Ekrem İmamoğlu için hep şöyle düşündüm; İstanbul belediye başkanlığına layık biri değil. Donanımı ve tecrübesi yok. Tıpkı yakından tanıdığım Muharrem İnce’nin Cumhurbaşkanı adayı olması gibi bir durum var. Yabancı merkezlerin desteği ile zorla parlatılan, algı operasyonları, manüpilasyon ve sosyal medya üzerinden seçmene dayatılan sıradan bir isim… Objektif olabilen, insaf sahibi herkes elini vicdanına koysun, Binali Yıldırım ile Ekrem İmamoğlu, İstanbul’u yönetecek ehliyet, donanım itibariyle karşılaştırılabilir mi?
Üstelik İmamoğlu’nun destekçileri içinde HDP/PKK ve FETÖ var. Bu destek o kadar aleni ki, inkâr da edilemiyor.
FETÖ ve PKK desteği, İstanbul için bir endişe kaynağı olduğu halde, İyi Parti ve Saadet Partisi yönetimi, sırf Erdoğan düşmanlığı yüzünden İmamoğlu’nun kazanmasını istiyor.
Karşımızda İmamoğlu ismi değil, İmamoğlu projesi var.
31 Mart’ta kendilerince bir sonuç da aldılar.
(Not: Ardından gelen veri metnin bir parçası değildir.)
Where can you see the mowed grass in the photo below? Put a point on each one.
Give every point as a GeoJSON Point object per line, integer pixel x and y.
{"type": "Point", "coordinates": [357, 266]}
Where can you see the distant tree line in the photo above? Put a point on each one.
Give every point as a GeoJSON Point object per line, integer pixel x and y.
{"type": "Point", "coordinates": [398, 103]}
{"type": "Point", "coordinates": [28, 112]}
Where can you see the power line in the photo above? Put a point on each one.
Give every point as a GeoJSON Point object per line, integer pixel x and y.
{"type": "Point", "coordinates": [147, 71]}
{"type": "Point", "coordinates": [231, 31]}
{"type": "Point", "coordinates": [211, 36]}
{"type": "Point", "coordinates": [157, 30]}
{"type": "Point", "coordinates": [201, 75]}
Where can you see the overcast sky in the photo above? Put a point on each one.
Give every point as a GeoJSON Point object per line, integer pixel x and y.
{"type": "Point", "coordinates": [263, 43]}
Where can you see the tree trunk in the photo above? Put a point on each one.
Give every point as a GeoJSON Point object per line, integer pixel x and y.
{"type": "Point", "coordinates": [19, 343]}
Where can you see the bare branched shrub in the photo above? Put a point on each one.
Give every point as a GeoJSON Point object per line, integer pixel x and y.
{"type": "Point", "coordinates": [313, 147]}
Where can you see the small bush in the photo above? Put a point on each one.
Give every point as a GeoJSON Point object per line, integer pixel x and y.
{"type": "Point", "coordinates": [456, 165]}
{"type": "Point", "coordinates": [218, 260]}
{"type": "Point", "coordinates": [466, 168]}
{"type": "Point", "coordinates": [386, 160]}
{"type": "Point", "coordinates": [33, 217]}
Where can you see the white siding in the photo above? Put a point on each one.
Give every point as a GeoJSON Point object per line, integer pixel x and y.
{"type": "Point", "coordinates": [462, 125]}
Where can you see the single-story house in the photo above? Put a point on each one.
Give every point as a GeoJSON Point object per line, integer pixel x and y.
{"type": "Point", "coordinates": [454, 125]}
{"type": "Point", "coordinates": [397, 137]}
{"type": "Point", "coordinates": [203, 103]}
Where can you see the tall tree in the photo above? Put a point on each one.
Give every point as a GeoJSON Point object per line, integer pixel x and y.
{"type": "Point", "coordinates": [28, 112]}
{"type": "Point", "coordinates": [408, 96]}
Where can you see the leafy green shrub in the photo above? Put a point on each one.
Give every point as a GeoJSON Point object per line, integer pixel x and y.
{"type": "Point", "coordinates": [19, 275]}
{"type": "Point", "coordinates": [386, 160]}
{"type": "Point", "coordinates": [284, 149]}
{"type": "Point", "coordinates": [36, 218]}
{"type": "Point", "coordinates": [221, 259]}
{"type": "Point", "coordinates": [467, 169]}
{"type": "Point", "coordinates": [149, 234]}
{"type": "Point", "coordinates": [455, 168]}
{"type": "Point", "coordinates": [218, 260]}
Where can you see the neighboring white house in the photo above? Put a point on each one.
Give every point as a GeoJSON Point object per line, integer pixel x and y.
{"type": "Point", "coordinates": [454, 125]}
Yine alabilirler endişesi devam ediyor.
İstanbul’un fethinin ruhuna sahip çıkan, 15 Temmuz direnişini ortaya koyan milyonlar evet, endişelenmiyor değil.
Şahsen günlerdir iki sebepten şöyle ümitvarım:
Birincisi, 31 Mart’ta, AK Parti’ye ders vermek isteyen bir kitleden sıkça söz edildi. Nabız tutuyorum, o insanlarda; “kulağı çekecekken az daha koparıyorduk, fiske vuralım dedik, galiba elimizin ayarı kaçtı” hissiyatı hâkim.
İkincisi, bir temenni olarak da; “İmamoğlu, parlatıldığı gibi biri değil. Öyle hoşgörülü, sinirleri alınmış, sempatik, herkesi kucaklayan biri asla değil. Makyaj dökülmeye başladı ama inşallah asıl yüzünü gösteren daha büyük açıklar verecek, tamiri olmayan falsolar yapacak” diye bir hissiyatım oldu.
Ordu-Giresun Havalimanındaki VİP skandalı sırasında Vali Seddar Yavuz’a “it” demesi tam da bu hissiyatımın karşılığı…
FOX TV ve Sözcü gazeteleri, hemen bilgi kirliliğine sarılarak, “İmamoğlu VİP’e alınmadı” haberini yaptılar.
İçişleri Bakanı Soylu ve Ordu Valiliği, İmamoğlu’nun “it” ifadesini kullandığını söylüyor. Nitekim Ordu Valiliği, “Olayla ilgili gerekli kamera kayıtları mevcut olup hakaret içerikli ifadelerle ilgili yasal işlemler Valiliğimizce başlatılacaktır." diyor.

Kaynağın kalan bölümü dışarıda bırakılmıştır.